С этого момента и до самой смерти – все последующие годы – папа так и не научился отвечать на этот вопрос. Мама задавала его все чаще и настойчивей. Не в том дело, что он не мог сформулировать ответ или упрямо не хотел отвечать. То, что он мог бы сказать – но что сказать боялся, потому что знал, что этот ответ не лучше других, – это что, в действительности, он просто забыл, почему.

А было это так. Папа вернулся с работы и пошел на кухню мыть руки. На кухне было немирно: мать с красными пятнами на лице кричала на Машу. Маша сидела на стуле, подложив ладони под бедра, и молчала, упрямо нагнув голову. На столе были расставлены тарелки и царствовала кастрюля с супом.

Папа начал уже почти привыкать к ссорам: две недели в доме была война. Маша маме рассказывала про школу-интернат, мама в школу не верила, уговаривала, кричала и плакала. Папа хотел есть и чтобы все было, как было, – смотреть на плачущую маму ему было страшно. Папа говорил Маше: перестань выкобениваться, – и надеялся, что она перестанет.

Папа прошел к раковине – мама и Маша, показалось ему, его не заметили. Тогда он стал мыть руки, и, пока он крутил в ладонях кусок мыла, случился взрыв: по доскам пола прогремел стул, с которого ракетой вспрыгнула Маша. Маме, переставшей плакать, и папе, рывком обернувшемуся на нее, она крикнула: я не хочу провести свою жизнь так, как провели ее вы! И, сжав кулаки, убежала из кухни.

Что-то сместилось в мире, и папа, проводивший глазами сбежавшую дочь, продолжая намыливать руки, перестал слышать. Он слышал только шум льющейся воды. Остекленело уставившись в пену на своих пальцах, папа вспомнил, о чем мечтал в детстве.

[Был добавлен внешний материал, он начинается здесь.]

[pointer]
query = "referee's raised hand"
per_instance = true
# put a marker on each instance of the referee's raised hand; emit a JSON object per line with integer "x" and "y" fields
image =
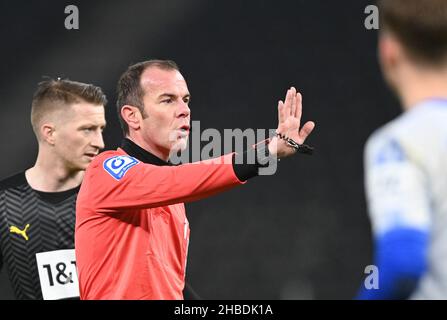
{"x": 289, "y": 119}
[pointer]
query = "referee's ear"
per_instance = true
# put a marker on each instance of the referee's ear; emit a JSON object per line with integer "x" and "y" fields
{"x": 132, "y": 116}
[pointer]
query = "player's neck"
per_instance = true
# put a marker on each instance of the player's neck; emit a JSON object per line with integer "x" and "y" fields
{"x": 50, "y": 175}
{"x": 420, "y": 86}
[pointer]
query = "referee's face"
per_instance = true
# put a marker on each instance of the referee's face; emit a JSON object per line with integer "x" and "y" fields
{"x": 78, "y": 135}
{"x": 165, "y": 129}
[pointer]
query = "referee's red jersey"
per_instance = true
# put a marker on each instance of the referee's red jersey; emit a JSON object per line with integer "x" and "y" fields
{"x": 132, "y": 234}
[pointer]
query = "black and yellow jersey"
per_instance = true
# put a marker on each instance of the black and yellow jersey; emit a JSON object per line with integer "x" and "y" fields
{"x": 37, "y": 240}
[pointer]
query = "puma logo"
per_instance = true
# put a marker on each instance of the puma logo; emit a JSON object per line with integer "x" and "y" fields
{"x": 14, "y": 229}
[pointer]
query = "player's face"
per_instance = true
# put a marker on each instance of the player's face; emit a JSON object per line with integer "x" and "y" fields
{"x": 166, "y": 126}
{"x": 78, "y": 135}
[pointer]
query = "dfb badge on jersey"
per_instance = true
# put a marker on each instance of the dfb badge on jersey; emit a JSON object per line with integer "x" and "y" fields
{"x": 119, "y": 165}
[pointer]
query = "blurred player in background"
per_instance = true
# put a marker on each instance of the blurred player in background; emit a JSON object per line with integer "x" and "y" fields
{"x": 406, "y": 160}
{"x": 132, "y": 233}
{"x": 37, "y": 206}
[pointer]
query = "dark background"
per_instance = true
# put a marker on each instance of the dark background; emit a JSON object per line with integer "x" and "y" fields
{"x": 301, "y": 234}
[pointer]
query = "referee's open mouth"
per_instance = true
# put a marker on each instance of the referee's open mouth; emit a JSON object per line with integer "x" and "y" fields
{"x": 184, "y": 130}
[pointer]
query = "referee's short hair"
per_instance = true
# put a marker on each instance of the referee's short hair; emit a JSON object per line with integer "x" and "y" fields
{"x": 419, "y": 25}
{"x": 53, "y": 95}
{"x": 129, "y": 90}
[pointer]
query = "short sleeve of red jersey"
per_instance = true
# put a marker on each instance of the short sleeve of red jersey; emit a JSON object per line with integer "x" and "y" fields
{"x": 116, "y": 180}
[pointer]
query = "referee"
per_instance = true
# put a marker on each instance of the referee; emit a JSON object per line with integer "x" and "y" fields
{"x": 132, "y": 233}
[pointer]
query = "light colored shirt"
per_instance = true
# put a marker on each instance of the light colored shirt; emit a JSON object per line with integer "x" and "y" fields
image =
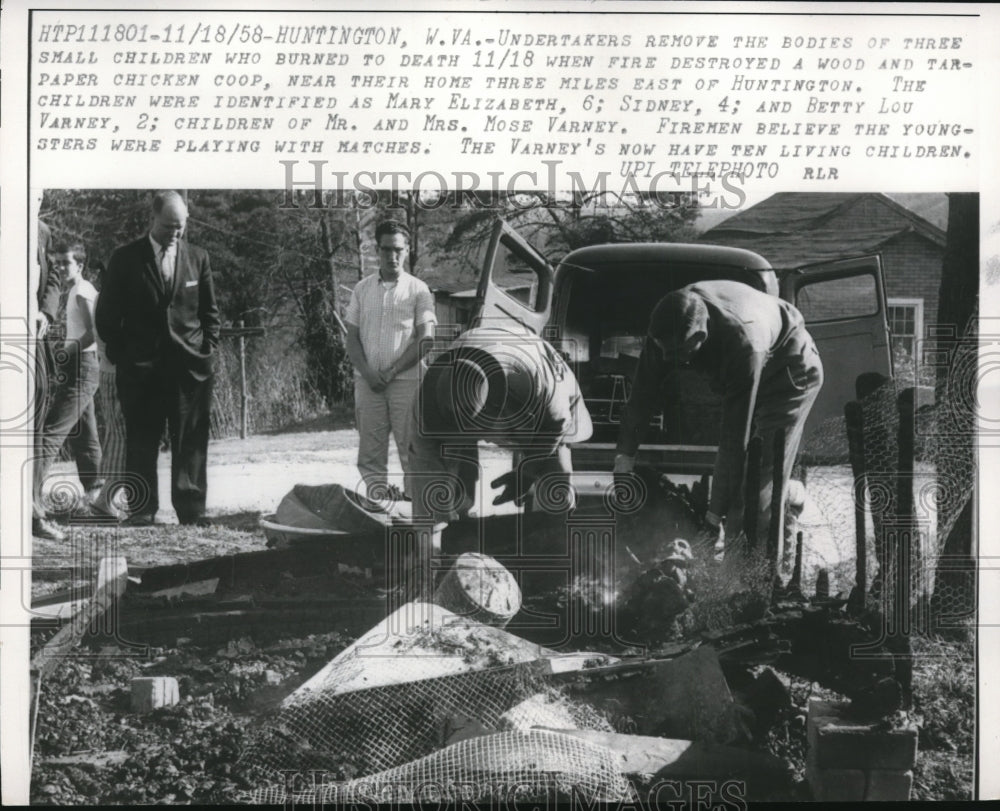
{"x": 81, "y": 294}
{"x": 165, "y": 258}
{"x": 387, "y": 317}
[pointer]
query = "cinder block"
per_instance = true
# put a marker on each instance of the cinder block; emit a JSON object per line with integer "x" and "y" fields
{"x": 836, "y": 785}
{"x": 889, "y": 785}
{"x": 840, "y": 743}
{"x": 152, "y": 692}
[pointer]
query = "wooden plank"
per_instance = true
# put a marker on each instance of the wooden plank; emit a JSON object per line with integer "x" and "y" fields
{"x": 197, "y": 589}
{"x": 112, "y": 577}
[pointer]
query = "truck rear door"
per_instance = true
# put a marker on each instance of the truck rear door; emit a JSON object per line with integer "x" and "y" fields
{"x": 509, "y": 253}
{"x": 844, "y": 306}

А мечтал он вот о чем. Из дома – от пьяного, неуклюжего отца и от измученной взбешенной матери – он с соседским мальчишкой бегал в лес. Паша и Витя стаскивали сухие ветки и листья в траншею, оставшуюся от войны. Там у них был шалаш, а в шалаше – склад: они собирали гильзы, обломки касок, а однажды нашли даже обросшую мхом гранату. Когда Паша приходил в шалаш один, он перебирал ржавый металл и представлял себе идеальную жизнь. Выглядело это так: он жил в жарком американском лесу, в пещере за водопадом. От мира его отделяла искрящаяся на солнце тонкая пленка воды. Снаружи это была низвергающаяся с головокружительной высоты струя, вспенивающая голубое озеро внизу. Изнутри это был уютный и удобный дом, стены которого были увешаны трофейным оружием, а полы уложены шкурами тигров и медведей.

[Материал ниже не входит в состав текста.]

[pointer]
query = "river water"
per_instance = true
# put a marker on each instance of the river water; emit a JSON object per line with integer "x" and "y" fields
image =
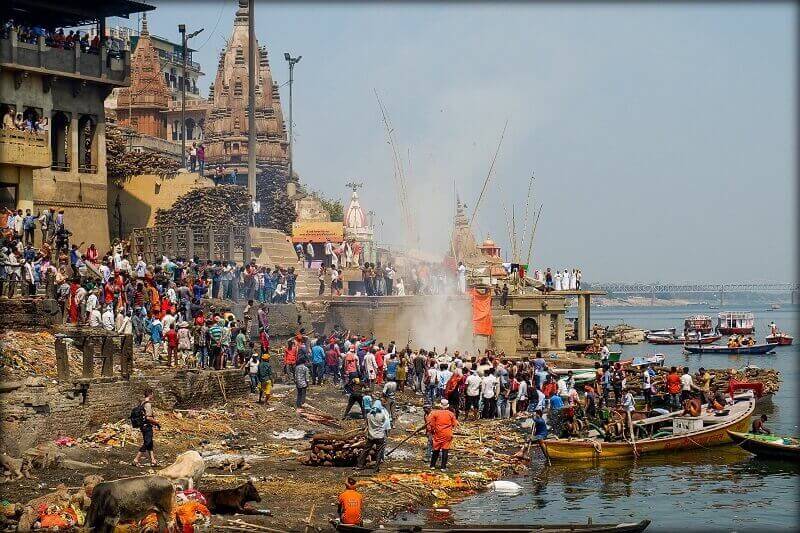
{"x": 715, "y": 489}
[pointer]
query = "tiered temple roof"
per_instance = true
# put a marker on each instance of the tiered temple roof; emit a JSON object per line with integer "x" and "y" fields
{"x": 142, "y": 105}
{"x": 226, "y": 125}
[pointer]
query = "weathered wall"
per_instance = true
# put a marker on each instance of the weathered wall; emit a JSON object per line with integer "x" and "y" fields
{"x": 35, "y": 411}
{"x": 17, "y": 313}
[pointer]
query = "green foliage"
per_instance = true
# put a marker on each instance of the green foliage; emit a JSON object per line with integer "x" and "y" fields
{"x": 334, "y": 207}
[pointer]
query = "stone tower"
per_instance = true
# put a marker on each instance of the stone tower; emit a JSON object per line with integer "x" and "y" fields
{"x": 142, "y": 106}
{"x": 226, "y": 121}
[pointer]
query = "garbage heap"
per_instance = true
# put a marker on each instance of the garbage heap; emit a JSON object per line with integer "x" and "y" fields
{"x": 337, "y": 449}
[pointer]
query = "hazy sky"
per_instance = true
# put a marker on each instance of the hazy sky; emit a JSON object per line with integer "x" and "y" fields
{"x": 662, "y": 137}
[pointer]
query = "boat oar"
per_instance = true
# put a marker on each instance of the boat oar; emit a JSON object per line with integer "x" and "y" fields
{"x": 405, "y": 440}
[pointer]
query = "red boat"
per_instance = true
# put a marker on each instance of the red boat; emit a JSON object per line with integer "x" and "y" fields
{"x": 705, "y": 339}
{"x": 735, "y": 323}
{"x": 781, "y": 339}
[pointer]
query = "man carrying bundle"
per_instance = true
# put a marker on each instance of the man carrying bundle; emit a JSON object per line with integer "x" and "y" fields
{"x": 440, "y": 423}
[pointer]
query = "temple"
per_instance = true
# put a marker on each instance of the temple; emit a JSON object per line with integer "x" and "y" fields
{"x": 143, "y": 105}
{"x": 226, "y": 122}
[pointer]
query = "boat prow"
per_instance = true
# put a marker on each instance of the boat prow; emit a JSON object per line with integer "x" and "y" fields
{"x": 768, "y": 446}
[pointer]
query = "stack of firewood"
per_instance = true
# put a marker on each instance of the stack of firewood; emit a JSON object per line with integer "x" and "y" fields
{"x": 122, "y": 164}
{"x": 337, "y": 449}
{"x": 220, "y": 206}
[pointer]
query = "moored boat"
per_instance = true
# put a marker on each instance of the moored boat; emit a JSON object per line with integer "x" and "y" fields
{"x": 781, "y": 339}
{"x": 624, "y": 527}
{"x": 768, "y": 446}
{"x": 755, "y": 349}
{"x": 735, "y": 323}
{"x": 685, "y": 433}
{"x": 703, "y": 339}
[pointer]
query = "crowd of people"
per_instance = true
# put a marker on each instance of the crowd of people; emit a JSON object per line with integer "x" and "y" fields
{"x": 56, "y": 38}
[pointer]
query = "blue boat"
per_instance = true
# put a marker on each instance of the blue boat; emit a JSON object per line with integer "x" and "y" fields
{"x": 756, "y": 349}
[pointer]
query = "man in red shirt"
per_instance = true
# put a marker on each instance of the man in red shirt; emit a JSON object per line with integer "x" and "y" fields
{"x": 172, "y": 345}
{"x": 351, "y": 504}
{"x": 674, "y": 388}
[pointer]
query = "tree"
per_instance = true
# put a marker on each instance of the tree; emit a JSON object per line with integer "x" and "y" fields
{"x": 333, "y": 207}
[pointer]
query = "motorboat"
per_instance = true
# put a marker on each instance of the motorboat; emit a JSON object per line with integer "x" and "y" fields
{"x": 735, "y": 323}
{"x": 755, "y": 349}
{"x": 671, "y": 432}
{"x": 780, "y": 338}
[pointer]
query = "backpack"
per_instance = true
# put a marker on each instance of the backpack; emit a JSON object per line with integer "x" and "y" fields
{"x": 138, "y": 418}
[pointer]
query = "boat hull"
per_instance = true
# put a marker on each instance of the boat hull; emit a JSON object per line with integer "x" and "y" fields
{"x": 756, "y": 349}
{"x": 629, "y": 527}
{"x": 736, "y": 331}
{"x": 780, "y": 340}
{"x": 594, "y": 450}
{"x": 767, "y": 450}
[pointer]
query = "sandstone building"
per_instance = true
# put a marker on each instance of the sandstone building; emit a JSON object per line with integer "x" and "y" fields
{"x": 65, "y": 166}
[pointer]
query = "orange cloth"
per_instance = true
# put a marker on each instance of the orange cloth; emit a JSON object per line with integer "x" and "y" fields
{"x": 350, "y": 502}
{"x": 673, "y": 383}
{"x": 441, "y": 423}
{"x": 187, "y": 512}
{"x": 482, "y": 313}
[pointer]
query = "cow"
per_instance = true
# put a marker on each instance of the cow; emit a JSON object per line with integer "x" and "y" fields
{"x": 230, "y": 501}
{"x": 129, "y": 499}
{"x": 187, "y": 469}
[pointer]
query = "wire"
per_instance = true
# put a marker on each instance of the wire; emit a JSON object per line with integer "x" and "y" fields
{"x": 216, "y": 24}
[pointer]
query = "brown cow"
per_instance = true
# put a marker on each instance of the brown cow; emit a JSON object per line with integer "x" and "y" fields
{"x": 230, "y": 501}
{"x": 130, "y": 498}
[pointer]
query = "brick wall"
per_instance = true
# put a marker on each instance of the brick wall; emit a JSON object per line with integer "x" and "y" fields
{"x": 37, "y": 411}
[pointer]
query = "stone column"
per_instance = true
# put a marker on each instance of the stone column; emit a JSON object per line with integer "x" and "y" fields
{"x": 583, "y": 316}
{"x": 544, "y": 331}
{"x": 561, "y": 332}
{"x": 73, "y": 144}
{"x": 62, "y": 359}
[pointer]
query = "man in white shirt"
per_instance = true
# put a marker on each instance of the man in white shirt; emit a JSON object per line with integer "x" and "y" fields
{"x": 489, "y": 393}
{"x": 328, "y": 253}
{"x": 686, "y": 385}
{"x": 108, "y": 318}
{"x": 473, "y": 392}
{"x": 95, "y": 318}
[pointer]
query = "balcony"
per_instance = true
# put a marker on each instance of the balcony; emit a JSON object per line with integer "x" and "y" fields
{"x": 65, "y": 63}
{"x": 24, "y": 149}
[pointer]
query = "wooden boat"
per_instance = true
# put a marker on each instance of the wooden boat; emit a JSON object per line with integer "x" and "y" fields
{"x": 781, "y": 339}
{"x": 700, "y": 324}
{"x": 704, "y": 339}
{"x": 735, "y": 323}
{"x": 768, "y": 446}
{"x": 756, "y": 349}
{"x": 625, "y": 527}
{"x": 710, "y": 429}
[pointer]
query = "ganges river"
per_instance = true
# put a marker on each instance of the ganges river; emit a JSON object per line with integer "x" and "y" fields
{"x": 715, "y": 489}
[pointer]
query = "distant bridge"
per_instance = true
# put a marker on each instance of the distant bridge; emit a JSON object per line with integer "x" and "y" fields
{"x": 653, "y": 289}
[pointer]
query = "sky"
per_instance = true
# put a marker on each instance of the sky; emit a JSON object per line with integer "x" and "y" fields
{"x": 661, "y": 137}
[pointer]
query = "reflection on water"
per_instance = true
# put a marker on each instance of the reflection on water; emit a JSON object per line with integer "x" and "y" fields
{"x": 718, "y": 489}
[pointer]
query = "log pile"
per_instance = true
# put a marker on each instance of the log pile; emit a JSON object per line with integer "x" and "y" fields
{"x": 220, "y": 206}
{"x": 277, "y": 210}
{"x": 122, "y": 164}
{"x": 337, "y": 449}
{"x": 720, "y": 378}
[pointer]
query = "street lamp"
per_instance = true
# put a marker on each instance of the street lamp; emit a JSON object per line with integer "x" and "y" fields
{"x": 184, "y": 39}
{"x": 292, "y": 62}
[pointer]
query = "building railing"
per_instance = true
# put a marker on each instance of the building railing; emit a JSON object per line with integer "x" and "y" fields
{"x": 231, "y": 243}
{"x": 23, "y": 148}
{"x": 111, "y": 67}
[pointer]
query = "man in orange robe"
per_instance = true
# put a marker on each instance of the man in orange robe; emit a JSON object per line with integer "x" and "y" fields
{"x": 440, "y": 423}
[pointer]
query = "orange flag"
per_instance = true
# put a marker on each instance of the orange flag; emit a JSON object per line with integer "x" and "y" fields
{"x": 482, "y": 312}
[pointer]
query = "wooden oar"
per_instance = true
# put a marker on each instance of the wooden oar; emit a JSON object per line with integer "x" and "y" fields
{"x": 404, "y": 441}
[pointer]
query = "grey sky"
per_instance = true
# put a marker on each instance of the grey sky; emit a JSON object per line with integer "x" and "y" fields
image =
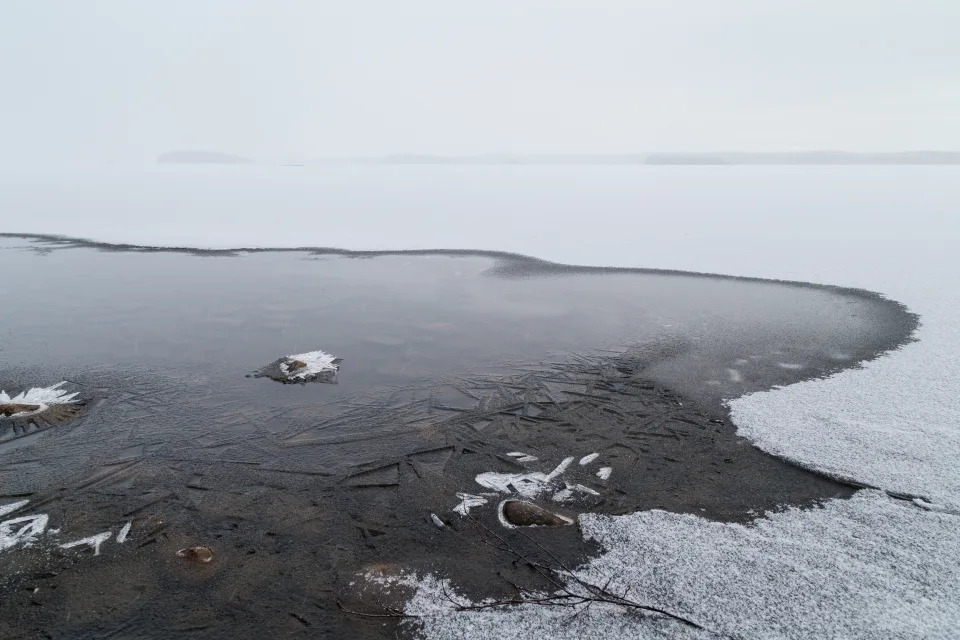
{"x": 123, "y": 80}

Сейчас Паша снова, как и две трети жизни назад, увидел себя в своем идеальном доме: сквозь тонкую пленку холодной воды в него смотрели джунгли и жарко горело американское солнце. И как будто сквозь эту пленку впервые прорвался к нему вопрос: а как прожил жизнь он? Вода бухала в папиных ушах, мозг превратился в колотящееся сердце.

Витя, с которым папа обустраивал шалаш, однажды отправился туда без него и хотел очистить найденную гранату от мха. Взрывом Вите оторвало руки и снесло полголовы. Сейчас папе причудилось, будто вместо Вити был он – мыло превратилось в его руках в гранату, и жар высвободившегося джинна ударял в виски. Папа вдруг понял, что он жив – что он живой комок воли и что сила взорвавшейся гранаты в его руках. Знание живой жизни – жизни как движения воли – тут же покинуло папу, но тихая реверберация этого знания заставила его, когда он доел суп, сказать маме: позови ее, – а когда та пришла с Машей, прогнать маму с кухни.

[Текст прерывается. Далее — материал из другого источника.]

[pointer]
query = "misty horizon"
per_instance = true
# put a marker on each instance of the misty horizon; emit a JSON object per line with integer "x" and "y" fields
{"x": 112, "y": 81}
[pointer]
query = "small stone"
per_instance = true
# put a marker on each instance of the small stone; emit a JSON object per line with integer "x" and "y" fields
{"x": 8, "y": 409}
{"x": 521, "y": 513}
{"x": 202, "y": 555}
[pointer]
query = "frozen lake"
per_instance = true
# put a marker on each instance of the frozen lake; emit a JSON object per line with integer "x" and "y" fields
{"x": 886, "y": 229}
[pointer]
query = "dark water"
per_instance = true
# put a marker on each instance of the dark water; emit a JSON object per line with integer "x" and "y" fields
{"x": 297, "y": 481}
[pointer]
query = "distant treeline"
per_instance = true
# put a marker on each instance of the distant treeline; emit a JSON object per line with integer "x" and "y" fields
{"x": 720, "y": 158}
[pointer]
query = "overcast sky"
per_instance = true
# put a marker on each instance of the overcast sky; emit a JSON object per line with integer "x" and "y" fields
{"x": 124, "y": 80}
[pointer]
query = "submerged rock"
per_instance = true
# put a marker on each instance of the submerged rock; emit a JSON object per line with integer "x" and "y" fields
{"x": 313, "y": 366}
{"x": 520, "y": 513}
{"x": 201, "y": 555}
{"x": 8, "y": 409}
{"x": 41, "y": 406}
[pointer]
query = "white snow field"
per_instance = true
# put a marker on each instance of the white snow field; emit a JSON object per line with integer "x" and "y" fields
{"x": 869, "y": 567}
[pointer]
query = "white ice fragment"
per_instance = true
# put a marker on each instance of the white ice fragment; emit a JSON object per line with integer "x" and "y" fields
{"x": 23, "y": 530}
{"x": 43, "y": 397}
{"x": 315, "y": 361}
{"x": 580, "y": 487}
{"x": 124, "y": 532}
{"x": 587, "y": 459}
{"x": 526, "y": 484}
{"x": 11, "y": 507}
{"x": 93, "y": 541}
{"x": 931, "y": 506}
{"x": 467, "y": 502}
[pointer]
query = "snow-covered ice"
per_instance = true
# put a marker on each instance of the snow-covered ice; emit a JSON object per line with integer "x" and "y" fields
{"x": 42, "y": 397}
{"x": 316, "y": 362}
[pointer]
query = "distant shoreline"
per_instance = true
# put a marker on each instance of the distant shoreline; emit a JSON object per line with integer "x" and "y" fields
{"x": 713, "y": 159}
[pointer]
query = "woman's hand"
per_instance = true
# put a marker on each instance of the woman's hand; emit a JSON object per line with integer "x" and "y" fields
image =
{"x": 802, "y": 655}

Что он хотел сказать дочери, папа не знал. Что он должен был бы сказать – забыл, как только выключил воду. Так что, усадив Машу за стол, он спросил ее просто, так, будто хотел узнать: как она хочет жить? Маша не могла ответить на папин вопрос и вместо этого стала говорить, как она жить не хочет. И на вопрос как? – стала описывать жизнь своей матери.

Два человека не могут услышать друг друга, обмениваясь репликами, – папа не понимал Машиной скуки, собственная тоска хватала его клешней за горло. Слова дочери он воспринял как обвинение своей собственной жизни и стал оправдываться. Уже давно закончился выпуск новостей, который он никогда не пропускал, – папа, будто сорвав с раны повязку, пересказывал Маше, как жил он. Разворачивая перед дочерью окровавленный, засохший в корочку бинт – свою жизнь, – папа с недоумением обнаружил, что все, что он может сказать в свое оправдание, – это что у него не было выбора. Разве он мог не пойти в школу? Разве после школы он мог не пойти на курсы – водителей, но хоть бы и механиков, слесарей – все равно? Разве он мог не жениться на матери, которую он любил и которая однажды, краснея и задыхаясь, сказала ему: Паша, я, кажется… И что он мог сделать – кроме как устроиться в автопарк и крутить баранку с девяти до шести каждый божий день, радоваться премии, утаивать часть зарплаты от жены, сбегать по пятницам на пьянки с друзьями, помогать матери вести огород и мечтать о новом телевизоре.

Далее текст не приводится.